Control at work and stress at work were found to be significantly associated with PMS, and stress at work was found to be a predictor of it in the logistic regression. PMS is a sensitive subject for women. According to one study, it is difficult to disclose the reason for needing rest due to PMS symptoms, and many managers did not believe that PMS symptoms were a valid reason for taking time off from work [5]. Furthermore, having a male manager may heighten the embarrassment of reporting PMS as a reason for sick leave. Even if the manager was female but did not have PMS, nurses may feel unsupported [5]. All of these factors can lead to nurses feeling out of control at work and increasing their stress levels, causing PMS symptoms to exacerbate the problem.
Furthermore, nurses reported that PMS has an impact on their relationships with their families as well as their social activities. This is consistent with a significant reduction in the home-work interface scale in PMS nurses. When nurses fail to balance work and home responsibilities, their ability to get the most out of either domain is jeopardized.
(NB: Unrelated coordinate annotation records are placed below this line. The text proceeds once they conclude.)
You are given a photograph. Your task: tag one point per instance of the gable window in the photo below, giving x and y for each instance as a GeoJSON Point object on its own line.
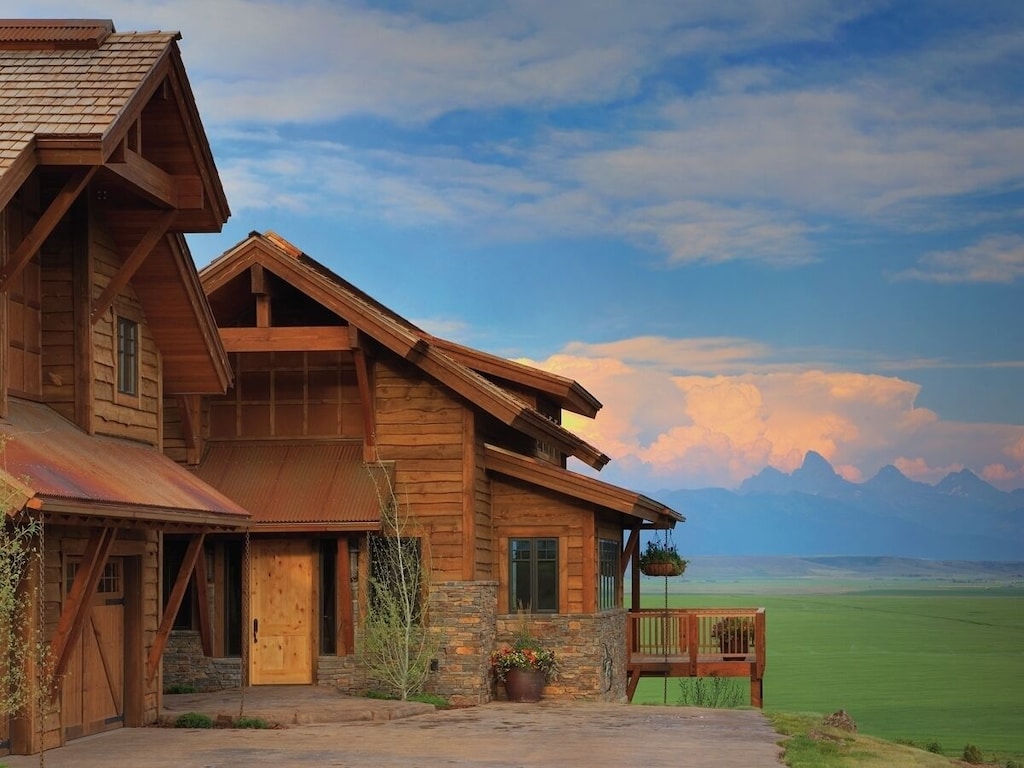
{"type": "Point", "coordinates": [607, 576]}
{"type": "Point", "coordinates": [534, 577]}
{"type": "Point", "coordinates": [127, 356]}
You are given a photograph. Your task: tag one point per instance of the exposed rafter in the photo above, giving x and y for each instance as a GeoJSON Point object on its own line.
{"type": "Point", "coordinates": [47, 222]}
{"type": "Point", "coordinates": [157, 230]}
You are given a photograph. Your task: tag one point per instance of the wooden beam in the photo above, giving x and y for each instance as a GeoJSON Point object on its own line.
{"type": "Point", "coordinates": [468, 495]}
{"type": "Point", "coordinates": [156, 184]}
{"type": "Point", "coordinates": [366, 397]}
{"type": "Point", "coordinates": [77, 604]}
{"type": "Point", "coordinates": [70, 152]}
{"type": "Point", "coordinates": [47, 222]}
{"type": "Point", "coordinates": [173, 603]}
{"type": "Point", "coordinates": [203, 607]}
{"type": "Point", "coordinates": [257, 280]}
{"type": "Point", "coordinates": [189, 408]}
{"type": "Point", "coordinates": [81, 271]}
{"type": "Point", "coordinates": [630, 551]}
{"type": "Point", "coordinates": [346, 620]}
{"type": "Point", "coordinates": [635, 571]}
{"type": "Point", "coordinates": [285, 339]}
{"type": "Point", "coordinates": [130, 265]}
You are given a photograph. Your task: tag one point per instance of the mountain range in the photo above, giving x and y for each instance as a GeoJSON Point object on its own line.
{"type": "Point", "coordinates": [813, 511]}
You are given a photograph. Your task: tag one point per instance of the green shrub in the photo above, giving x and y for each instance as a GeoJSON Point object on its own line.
{"type": "Point", "coordinates": [194, 720]}
{"type": "Point", "coordinates": [712, 692]}
{"type": "Point", "coordinates": [439, 701]}
{"type": "Point", "coordinates": [973, 755]}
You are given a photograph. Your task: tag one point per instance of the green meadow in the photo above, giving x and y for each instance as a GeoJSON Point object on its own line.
{"type": "Point", "coordinates": [911, 659]}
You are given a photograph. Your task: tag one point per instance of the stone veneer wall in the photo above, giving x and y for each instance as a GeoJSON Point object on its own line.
{"type": "Point", "coordinates": [590, 651]}
{"type": "Point", "coordinates": [184, 665]}
{"type": "Point", "coordinates": [463, 613]}
{"type": "Point", "coordinates": [344, 673]}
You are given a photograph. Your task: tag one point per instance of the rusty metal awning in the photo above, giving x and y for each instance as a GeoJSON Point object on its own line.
{"type": "Point", "coordinates": [55, 467]}
{"type": "Point", "coordinates": [292, 485]}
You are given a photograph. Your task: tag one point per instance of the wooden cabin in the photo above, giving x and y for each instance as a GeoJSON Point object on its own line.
{"type": "Point", "coordinates": [335, 394]}
{"type": "Point", "coordinates": [103, 164]}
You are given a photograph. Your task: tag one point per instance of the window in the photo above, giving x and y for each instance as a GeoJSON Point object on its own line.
{"type": "Point", "coordinates": [127, 356]}
{"type": "Point", "coordinates": [607, 574]}
{"type": "Point", "coordinates": [534, 578]}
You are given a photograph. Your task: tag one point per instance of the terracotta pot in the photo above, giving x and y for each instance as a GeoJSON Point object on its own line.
{"type": "Point", "coordinates": [662, 568]}
{"type": "Point", "coordinates": [524, 685]}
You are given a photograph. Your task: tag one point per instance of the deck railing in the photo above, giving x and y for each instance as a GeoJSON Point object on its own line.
{"type": "Point", "coordinates": [697, 642]}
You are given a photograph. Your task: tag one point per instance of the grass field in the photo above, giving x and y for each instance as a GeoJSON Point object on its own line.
{"type": "Point", "coordinates": [929, 663]}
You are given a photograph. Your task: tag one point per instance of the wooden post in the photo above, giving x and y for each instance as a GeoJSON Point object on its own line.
{"type": "Point", "coordinates": [24, 728]}
{"type": "Point", "coordinates": [346, 630]}
{"type": "Point", "coordinates": [77, 606]}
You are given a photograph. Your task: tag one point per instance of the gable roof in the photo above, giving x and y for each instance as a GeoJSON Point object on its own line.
{"type": "Point", "coordinates": [580, 486]}
{"type": "Point", "coordinates": [71, 92]}
{"type": "Point", "coordinates": [389, 329]}
{"type": "Point", "coordinates": [566, 392]}
{"type": "Point", "coordinates": [59, 469]}
{"type": "Point", "coordinates": [74, 93]}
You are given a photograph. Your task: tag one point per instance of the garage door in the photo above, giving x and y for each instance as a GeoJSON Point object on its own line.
{"type": "Point", "coordinates": [93, 687]}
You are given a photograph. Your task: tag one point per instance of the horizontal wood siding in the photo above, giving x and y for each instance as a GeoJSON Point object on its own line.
{"type": "Point", "coordinates": [484, 555]}
{"type": "Point", "coordinates": [420, 427]}
{"type": "Point", "coordinates": [62, 543]}
{"type": "Point", "coordinates": [524, 511]}
{"type": "Point", "coordinates": [135, 418]}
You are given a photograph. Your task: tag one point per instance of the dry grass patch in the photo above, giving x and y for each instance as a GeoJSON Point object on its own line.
{"type": "Point", "coordinates": [809, 743]}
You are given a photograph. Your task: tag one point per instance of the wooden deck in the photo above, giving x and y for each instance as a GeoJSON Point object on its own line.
{"type": "Point", "coordinates": [690, 642]}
Job and career satisfaction were also significantly associated with PMS. Logistic regression discovered an inverse relationship between them. It is possible to conclude that hospitals' inability to achieve job satisfaction for female nurses with PMS is due to their having to work long hours, meeting unforeseen work demands, a lack of manpower, and, more specifically, their job dissatisfaction [14].
Our findings should be considered by healthcare executives who are responsible for improving their employees' work-related quality of life. Female nurses may be subject to additional regulations. Measures are needed, for example, to reduce sleep time variability and improve sleep quality, which can reduce workplace stress. Listening to nurses to determine their needs and involving them in decision-making can also increase a sense of control at work. Reducing restrictions on female nurses' sick leave and staff shortages can enhance nurses' satisfaction. To achieve work-life balance and focus on increasing that balance qualitatively, colleagues and managers must consider each nurse's life circumstances individually and create a supportive environment in which nurses can strive for a better work-life balance. This would allow nurses to sustain their desired level of productivity while also increasing their satisfaction at work and at home.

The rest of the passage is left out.